FlatMapGroupsWithStateStrategy Execution Planning Strategy for FlatMapGroupsWithState Logical Operator

FlatMapGroupsWithStateStrategy is an execution planning strategy (i.e. Strategy) that IncrementalExecution uses to plan FlatMapGroupsWithState logical operators.

FlatMapGroupsWithStateStrategy resolves FlatMapGroupsWithState unary logical operator to FlatMapGroupsWithStateExec physical operator (with undefined StatefulOperatorStateInfo, batchTimestampMs, and eventTimeWatermark).

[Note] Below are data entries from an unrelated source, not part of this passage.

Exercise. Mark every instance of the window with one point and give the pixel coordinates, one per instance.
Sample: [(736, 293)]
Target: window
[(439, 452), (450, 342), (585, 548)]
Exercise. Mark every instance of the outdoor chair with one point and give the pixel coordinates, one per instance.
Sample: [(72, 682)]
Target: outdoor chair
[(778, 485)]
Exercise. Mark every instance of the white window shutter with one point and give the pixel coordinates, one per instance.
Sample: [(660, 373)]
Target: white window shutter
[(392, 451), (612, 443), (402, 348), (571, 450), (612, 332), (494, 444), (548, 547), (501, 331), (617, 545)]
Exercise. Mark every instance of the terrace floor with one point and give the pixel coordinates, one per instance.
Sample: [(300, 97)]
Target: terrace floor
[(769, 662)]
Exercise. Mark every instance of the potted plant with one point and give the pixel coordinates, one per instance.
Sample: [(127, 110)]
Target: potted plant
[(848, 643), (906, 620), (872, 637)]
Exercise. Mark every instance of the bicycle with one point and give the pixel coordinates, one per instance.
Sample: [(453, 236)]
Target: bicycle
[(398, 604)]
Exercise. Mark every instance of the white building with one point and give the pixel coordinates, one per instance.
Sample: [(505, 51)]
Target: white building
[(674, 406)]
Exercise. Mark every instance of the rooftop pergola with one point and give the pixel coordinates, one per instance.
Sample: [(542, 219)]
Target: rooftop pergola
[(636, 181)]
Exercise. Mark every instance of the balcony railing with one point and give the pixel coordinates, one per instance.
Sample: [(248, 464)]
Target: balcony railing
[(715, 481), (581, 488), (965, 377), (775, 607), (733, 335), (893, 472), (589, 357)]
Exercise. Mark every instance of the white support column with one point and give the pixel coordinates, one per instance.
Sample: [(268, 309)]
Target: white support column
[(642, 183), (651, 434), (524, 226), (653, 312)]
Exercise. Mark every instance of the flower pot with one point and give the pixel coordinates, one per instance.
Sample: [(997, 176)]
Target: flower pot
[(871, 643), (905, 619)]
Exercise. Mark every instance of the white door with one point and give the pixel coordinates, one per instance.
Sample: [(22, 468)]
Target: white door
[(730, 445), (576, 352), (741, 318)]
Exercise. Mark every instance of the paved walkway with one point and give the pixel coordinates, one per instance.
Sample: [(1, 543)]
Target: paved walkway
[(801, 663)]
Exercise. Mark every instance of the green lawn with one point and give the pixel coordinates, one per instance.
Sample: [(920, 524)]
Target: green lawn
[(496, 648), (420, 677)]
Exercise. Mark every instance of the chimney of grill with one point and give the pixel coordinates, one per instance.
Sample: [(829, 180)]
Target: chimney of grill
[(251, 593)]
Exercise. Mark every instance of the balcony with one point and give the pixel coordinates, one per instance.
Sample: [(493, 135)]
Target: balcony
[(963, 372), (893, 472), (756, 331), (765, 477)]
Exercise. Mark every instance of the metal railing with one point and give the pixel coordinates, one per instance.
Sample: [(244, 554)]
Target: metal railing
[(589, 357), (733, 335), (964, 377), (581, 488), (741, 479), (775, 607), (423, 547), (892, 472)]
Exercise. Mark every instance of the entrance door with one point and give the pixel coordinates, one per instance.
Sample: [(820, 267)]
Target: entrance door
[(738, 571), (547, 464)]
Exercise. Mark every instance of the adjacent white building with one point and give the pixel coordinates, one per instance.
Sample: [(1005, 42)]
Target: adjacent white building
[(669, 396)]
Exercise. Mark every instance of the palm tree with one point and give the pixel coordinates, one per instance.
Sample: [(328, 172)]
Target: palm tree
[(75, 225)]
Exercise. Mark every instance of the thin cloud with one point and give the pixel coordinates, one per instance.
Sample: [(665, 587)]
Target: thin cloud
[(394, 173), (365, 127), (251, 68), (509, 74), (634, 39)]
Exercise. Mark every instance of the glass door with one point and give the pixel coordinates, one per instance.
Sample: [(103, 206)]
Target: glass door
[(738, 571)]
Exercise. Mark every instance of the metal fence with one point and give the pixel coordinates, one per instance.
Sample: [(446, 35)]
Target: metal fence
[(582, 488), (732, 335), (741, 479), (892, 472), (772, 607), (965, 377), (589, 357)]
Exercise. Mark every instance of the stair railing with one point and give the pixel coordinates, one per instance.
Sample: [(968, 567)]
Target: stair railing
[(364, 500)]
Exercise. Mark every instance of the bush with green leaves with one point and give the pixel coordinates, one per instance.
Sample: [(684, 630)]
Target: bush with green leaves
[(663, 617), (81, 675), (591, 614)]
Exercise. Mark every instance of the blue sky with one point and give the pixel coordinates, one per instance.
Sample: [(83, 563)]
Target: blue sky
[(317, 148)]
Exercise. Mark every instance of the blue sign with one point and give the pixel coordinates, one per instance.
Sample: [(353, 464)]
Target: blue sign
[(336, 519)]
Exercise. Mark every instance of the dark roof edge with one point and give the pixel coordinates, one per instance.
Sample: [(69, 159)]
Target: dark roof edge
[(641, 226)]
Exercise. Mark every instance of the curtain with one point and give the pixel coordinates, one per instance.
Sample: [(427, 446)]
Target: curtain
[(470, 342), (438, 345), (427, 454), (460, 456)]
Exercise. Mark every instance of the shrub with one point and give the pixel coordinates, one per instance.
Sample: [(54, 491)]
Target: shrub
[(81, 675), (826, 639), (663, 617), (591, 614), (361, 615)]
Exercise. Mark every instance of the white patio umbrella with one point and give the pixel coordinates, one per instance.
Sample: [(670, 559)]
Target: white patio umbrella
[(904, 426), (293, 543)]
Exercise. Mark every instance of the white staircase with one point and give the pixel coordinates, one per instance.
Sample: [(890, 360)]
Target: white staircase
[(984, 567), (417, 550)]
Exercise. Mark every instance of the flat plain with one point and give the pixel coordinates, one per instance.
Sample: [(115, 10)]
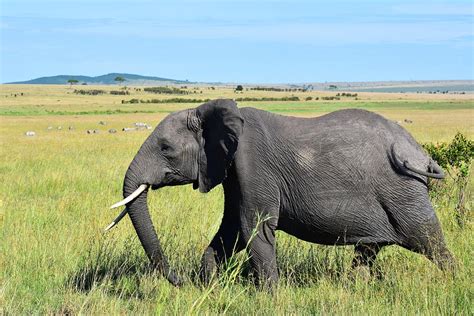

import org.apache.spark.sql.streaming.GroupState
val stateFunc = (key: Long, values: Iterator[(Timestamp, Long)], state: GroupState[Long]) => {
  Iterator((key, values.size))
}
import java.sql.Timestamp
import org.apache.spark.sql.streaming.{GroupStateTimeout, OutputMode}
val numGroups = spark.
  readStream.
  format("rate").
  load.
  as[(Timestamp, Long)].
  groupByKey { case (time, value) => value % 2 }.
  flatMapGroupsWithState(OutputMode.Update, GroupStateTimeout.NoTimeout)(stateFunc)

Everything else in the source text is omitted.